(1110-C) Assessing the Efficacy of Pressure-Based Monitoring in Automated Liquid Handling
Tuesday, February 6, 2024
12:00 PM – 1:00 PM EST
Location: Exhibit Halls AB
Abstract: Blood-based diagnostic tests typically require sample preparation steps to remove interferences and select for biomarkers of interest. As such, an initial pre-analytical step involves accurately transferring a set amount of each specimen into a secondary tube for processing. Robotic liquid handlers are often used to automate this procedure (along with subsequent reagent additions) to provide efficiency and scalability despite suffering from inconsistencies due to clotting and/or frothing – particularly for plasma specimens. To that end, we empirically characterized the performance of Total Aspiration and Dispense Monitoring (TADM™) technology on a Hamilton® liquid handler to determine the robustness of pressure-based monitoring for the accurate transfer of human plasma routinely received in a clinical laboratory.
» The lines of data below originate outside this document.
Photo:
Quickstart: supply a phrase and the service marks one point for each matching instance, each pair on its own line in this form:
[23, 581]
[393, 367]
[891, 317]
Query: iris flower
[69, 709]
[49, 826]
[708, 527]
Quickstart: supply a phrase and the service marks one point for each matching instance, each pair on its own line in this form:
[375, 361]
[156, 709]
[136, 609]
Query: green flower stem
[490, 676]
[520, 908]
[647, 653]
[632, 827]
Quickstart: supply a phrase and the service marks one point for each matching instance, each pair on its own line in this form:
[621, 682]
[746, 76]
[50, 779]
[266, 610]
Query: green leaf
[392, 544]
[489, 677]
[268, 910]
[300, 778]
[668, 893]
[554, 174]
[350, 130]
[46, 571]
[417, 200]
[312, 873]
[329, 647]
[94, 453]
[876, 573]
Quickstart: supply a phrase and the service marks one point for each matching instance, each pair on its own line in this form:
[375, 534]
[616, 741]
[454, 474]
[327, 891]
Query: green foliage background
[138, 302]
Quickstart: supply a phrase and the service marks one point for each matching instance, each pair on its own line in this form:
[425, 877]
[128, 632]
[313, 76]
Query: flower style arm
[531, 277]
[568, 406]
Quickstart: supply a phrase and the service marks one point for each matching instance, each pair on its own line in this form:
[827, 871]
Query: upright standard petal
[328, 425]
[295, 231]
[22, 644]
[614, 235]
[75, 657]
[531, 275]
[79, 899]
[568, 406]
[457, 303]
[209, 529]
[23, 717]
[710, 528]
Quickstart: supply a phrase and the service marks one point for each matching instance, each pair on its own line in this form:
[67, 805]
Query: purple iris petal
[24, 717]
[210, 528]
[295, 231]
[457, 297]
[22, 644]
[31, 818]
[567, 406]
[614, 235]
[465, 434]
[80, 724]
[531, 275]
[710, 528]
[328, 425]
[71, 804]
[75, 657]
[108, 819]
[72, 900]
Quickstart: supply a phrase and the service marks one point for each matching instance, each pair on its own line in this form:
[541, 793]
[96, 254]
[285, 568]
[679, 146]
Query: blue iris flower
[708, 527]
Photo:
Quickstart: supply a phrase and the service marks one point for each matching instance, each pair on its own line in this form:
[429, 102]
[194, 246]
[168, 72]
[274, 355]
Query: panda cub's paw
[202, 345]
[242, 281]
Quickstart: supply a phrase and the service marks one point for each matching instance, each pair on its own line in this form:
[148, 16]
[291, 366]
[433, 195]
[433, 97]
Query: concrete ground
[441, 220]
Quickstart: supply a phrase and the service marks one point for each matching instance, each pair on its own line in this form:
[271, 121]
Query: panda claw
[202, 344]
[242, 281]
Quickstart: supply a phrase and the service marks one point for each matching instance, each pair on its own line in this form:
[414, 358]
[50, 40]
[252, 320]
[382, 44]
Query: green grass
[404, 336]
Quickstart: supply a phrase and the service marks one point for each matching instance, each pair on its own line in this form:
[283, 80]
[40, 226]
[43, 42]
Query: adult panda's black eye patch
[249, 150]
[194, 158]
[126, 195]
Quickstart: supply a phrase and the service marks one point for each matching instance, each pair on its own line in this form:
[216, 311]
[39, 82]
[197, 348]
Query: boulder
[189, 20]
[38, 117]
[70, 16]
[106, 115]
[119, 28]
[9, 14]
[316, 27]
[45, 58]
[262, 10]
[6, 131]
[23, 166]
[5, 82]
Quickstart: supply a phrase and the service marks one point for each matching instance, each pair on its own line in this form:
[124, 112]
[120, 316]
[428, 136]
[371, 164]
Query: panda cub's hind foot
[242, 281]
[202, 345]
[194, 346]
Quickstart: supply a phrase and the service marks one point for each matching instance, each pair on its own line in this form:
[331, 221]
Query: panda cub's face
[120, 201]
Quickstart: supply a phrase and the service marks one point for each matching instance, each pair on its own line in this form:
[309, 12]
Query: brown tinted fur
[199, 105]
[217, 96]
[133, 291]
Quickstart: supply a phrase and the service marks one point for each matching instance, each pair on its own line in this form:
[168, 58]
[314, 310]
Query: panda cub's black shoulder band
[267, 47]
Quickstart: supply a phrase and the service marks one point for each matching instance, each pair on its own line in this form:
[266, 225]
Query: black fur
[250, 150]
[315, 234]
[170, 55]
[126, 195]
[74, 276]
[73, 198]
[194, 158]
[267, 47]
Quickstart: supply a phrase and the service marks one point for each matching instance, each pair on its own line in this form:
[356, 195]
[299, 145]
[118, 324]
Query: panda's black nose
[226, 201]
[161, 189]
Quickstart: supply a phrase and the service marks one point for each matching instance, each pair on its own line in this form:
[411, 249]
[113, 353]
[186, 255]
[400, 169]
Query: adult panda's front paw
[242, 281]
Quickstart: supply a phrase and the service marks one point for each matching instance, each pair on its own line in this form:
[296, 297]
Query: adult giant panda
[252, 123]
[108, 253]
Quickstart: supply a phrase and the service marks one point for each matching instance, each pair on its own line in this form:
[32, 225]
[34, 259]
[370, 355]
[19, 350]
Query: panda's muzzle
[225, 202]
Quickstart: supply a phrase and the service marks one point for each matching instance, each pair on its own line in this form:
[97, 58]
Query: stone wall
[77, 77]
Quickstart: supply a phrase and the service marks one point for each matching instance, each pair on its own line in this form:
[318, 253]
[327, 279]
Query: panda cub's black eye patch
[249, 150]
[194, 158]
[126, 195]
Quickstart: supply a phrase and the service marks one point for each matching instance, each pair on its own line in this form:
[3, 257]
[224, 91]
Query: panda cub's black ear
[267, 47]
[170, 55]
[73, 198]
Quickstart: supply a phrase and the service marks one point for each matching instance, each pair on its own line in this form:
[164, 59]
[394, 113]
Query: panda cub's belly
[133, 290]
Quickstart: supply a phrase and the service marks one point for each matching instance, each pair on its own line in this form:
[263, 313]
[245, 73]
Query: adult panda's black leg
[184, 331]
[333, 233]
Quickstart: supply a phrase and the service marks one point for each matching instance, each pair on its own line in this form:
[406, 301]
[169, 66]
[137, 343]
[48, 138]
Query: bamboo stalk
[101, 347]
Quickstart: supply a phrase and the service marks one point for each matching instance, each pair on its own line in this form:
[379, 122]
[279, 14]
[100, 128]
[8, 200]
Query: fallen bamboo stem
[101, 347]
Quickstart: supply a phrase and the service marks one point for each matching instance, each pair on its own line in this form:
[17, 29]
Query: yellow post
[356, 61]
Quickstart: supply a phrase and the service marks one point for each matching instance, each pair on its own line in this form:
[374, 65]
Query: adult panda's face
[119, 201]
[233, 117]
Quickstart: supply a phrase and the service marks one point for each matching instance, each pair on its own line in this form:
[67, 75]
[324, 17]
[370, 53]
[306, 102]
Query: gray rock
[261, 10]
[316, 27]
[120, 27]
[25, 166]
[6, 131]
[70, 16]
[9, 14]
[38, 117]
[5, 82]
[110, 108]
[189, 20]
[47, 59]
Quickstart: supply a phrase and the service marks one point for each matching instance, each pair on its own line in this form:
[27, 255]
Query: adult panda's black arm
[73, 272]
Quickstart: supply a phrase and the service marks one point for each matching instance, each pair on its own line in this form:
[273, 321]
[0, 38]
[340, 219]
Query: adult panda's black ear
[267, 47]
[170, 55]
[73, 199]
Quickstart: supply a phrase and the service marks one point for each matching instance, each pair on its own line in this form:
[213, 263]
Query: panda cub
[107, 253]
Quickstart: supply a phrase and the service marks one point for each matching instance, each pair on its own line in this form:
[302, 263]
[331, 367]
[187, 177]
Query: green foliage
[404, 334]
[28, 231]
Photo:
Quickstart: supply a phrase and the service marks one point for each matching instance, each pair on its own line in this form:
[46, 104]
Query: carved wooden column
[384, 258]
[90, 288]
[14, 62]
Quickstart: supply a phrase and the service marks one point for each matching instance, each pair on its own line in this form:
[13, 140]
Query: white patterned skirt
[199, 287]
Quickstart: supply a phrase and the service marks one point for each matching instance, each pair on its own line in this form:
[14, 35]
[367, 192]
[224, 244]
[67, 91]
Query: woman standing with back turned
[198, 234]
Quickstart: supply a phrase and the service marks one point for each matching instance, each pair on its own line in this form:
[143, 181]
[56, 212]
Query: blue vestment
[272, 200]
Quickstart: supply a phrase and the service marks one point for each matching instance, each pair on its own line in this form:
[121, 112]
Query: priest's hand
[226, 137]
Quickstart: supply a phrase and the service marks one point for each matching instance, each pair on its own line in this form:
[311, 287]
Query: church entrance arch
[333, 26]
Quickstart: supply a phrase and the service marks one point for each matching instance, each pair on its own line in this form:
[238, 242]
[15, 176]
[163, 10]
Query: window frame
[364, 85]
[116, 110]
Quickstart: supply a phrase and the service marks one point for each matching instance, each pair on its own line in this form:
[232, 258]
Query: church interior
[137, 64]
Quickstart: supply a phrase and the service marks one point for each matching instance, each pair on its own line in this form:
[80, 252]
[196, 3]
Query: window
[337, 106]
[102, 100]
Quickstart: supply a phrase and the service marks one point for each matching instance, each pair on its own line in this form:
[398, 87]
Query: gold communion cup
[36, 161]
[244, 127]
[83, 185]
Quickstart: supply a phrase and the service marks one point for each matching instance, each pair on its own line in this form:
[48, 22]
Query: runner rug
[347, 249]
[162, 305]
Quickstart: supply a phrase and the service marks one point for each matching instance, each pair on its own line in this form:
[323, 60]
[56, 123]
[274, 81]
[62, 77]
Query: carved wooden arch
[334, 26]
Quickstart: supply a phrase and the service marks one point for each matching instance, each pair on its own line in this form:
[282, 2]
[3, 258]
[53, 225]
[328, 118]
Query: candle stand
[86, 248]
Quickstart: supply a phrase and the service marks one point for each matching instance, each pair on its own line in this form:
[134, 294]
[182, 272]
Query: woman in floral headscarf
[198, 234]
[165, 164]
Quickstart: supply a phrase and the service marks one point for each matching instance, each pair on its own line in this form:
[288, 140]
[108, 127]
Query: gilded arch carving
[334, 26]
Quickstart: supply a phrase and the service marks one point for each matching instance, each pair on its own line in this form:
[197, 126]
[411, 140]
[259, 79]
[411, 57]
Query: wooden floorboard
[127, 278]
Remnant, deidentified EDTA plasma specimens were stored frozen (< -10 °C) and thawed at room temperature on the day of use. Immediately before pipetting, specimens were mixed on a multi-tube vortexer and loaded into sample carriers. A Hamilton® Microlab® STAR™ equipped with twelve 1000 μL CO-RE® I pipetting channels was setup with 300 μL CO-RE® II conductive filter tips and an on-deck analytical balance to perform gravimetric measurements. The system was programmed to transfer 50 μL from each specimen tube onto the balance and record the weight along with the TADM™ curves for both aspirate and dispense steps.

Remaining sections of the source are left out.